В частности сфера воли у испытуемого не представляет другого болезненного расстройства кроме того, что испытуемый не оставляет привычки к рукоблудию. По нраву своему испытуемый является субъектом робким, уступчивым, сговорчивым, не довольно решительным и вместе с тем весьма склонным подчиняться влиянию лиц, имеющих с ним общение. Резко определившегося нравственного облика испытуемый не имеет. Нравственного же чувства он не лишен.
Таким образом, на основании данных моего непосредственного знакомства с обвиняемым я могу лишь утверждать, что Т.-Ф. есть человек нервно больной; он страдает раздражительною слабостью нервной системы вообще (neurasthenia cerebro-spinalis) и спинного мозга в особенности (irritatio spinalis). Болезнь, именуемая «раздражительная нервная слабость» (reizbare Nervenschwache), выражается при полной степени своего развития и некоторыми симптомами со стороны психической сферы, а именно: плохим сном; легкими и быстрыми переменами настроения без достаточных внешних причин; возвышенною психическою чувствительностью больного; его скорою утомляемостью при умственной работе и уменьшенною умственною производительностью; его раздражительностью и подверженностью аффектам; а также уменьшенною устойчивостью головного мозга при различных действующих на него вредных влияниях, в частности – при влиянии спиртных напитков. Но эти психические симптомы общей нервной слабости, даже в том случае, когда они все, в надлежащей выраженности, имеются в наличности, душевной или психической болезни в точном смысле этого термина не составляют, ибо, по единственно возможному (психологическому) определению, «душевное расстройство (как это прекрасно выражено в руководстве Гейнр. Шюле) есть болезнь личности, исключающая собою способность волевого самоопределения». Так как Т.-Ф. в том состоянии, в каком он находится обыкновенно, не может не понимать значения и свойства деяний, им совершаемых, и не лишен возможности выбора между различными ему представляющимися мотивами действования, то я имею право заключить, что он не есть субъект душевнобольной, даже независимо от того, что в течение моего за ним наблюдения я не нашел у него ни одного из тех симптомокомплексов, которыми составляются клинически определенные формы психического расстройства, а нашел лишь нервную слабость, или нейрастению.
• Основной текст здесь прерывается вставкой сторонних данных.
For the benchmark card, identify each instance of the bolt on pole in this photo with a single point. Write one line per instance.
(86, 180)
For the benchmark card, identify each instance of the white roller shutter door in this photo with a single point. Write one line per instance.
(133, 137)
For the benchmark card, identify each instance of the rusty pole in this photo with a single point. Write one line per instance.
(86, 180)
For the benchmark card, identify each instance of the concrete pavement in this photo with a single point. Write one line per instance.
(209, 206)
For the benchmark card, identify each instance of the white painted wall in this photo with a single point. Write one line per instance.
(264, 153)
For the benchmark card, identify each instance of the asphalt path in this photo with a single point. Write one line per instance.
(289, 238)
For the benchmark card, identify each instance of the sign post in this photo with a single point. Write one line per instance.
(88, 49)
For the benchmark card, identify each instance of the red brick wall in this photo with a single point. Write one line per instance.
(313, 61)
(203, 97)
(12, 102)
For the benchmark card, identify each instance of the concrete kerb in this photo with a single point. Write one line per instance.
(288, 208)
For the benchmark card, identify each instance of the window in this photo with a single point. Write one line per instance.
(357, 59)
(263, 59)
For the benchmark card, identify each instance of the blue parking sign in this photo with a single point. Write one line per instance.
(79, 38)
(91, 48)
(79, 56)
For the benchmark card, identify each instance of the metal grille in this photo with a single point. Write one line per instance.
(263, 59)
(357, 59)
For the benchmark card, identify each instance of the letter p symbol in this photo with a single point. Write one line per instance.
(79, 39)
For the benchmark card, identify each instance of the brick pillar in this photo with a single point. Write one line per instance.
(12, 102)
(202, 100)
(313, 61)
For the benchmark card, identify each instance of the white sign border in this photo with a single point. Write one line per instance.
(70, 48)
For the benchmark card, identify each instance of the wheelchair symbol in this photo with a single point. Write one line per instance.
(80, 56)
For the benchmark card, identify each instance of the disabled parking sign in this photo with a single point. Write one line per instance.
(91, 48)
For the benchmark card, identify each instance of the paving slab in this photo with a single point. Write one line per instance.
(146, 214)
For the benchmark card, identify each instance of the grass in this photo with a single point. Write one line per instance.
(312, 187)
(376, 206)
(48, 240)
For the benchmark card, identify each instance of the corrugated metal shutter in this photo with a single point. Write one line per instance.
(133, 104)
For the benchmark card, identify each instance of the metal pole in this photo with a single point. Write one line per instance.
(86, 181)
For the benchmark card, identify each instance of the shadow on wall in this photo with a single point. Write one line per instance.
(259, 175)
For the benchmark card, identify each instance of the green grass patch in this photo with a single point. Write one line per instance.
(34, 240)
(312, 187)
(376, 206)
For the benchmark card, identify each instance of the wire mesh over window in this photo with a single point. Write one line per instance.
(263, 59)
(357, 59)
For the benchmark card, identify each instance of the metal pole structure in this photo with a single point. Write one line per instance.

Из собранных при предварительном следствии сведений видно, каким путем развилось нервное расстройство обвиняемого. Несмотря на то, что в роду отца обвиняемого существует наследственное предрасположение к заболеванию душевными и нервными болезнями, Т.-Ф. никакими болезнями в детстве своем не страдал и до 16 лет, по объяснениям отца его (делопроизв. следователя, л. 25), «был один из благоразумнейших мальчиков, постоянно веселый, вполне откровенный и общительный». Из объяснений же свидетеля, доктора Чечотта, равно как из сообщений, сделанных мне самим обвиняемым, явствует, что обвиняемый с 14-летнего возраста предан онанизму, рано начал злоупотреблять спиртными напитками и половыми сношениями с женщинами, причем даже до настоящего времени не оставляет вредной привычки к рукоблудию. Поэтому неудивительно, что с 16-летнего возраста в нем стало замечаться изменение характера к худшему; известно, что онанисты, частию от упреков совести по поводу их безнравственной привычки, частию от стыда перед окружающими и боязни, что люди узнают об этом тайном пороке, становятся несообщительными, замкнутыми в самих себе и мрачными; к этому, вследствие постоянного полового истощения, присоединяются болезненные явления малокровия и общего расстройства нервной системы. В некоторых случаях дело не ограничивается нервным расстройством, а развивается даже настоящее сумасшествие (metaho, paranoia masturbatorum, а также dementia), чего в случае Т.-Ф. мы, однако, не имеем. Половые эксцессы со включением рукоблудия и нередкие кутежи и проводимые без сна ночи составляют в совокупности причинный момент, более чем достаточный для произведения той «раздражительной слабости нервов», которая констатируется у обвиняемого.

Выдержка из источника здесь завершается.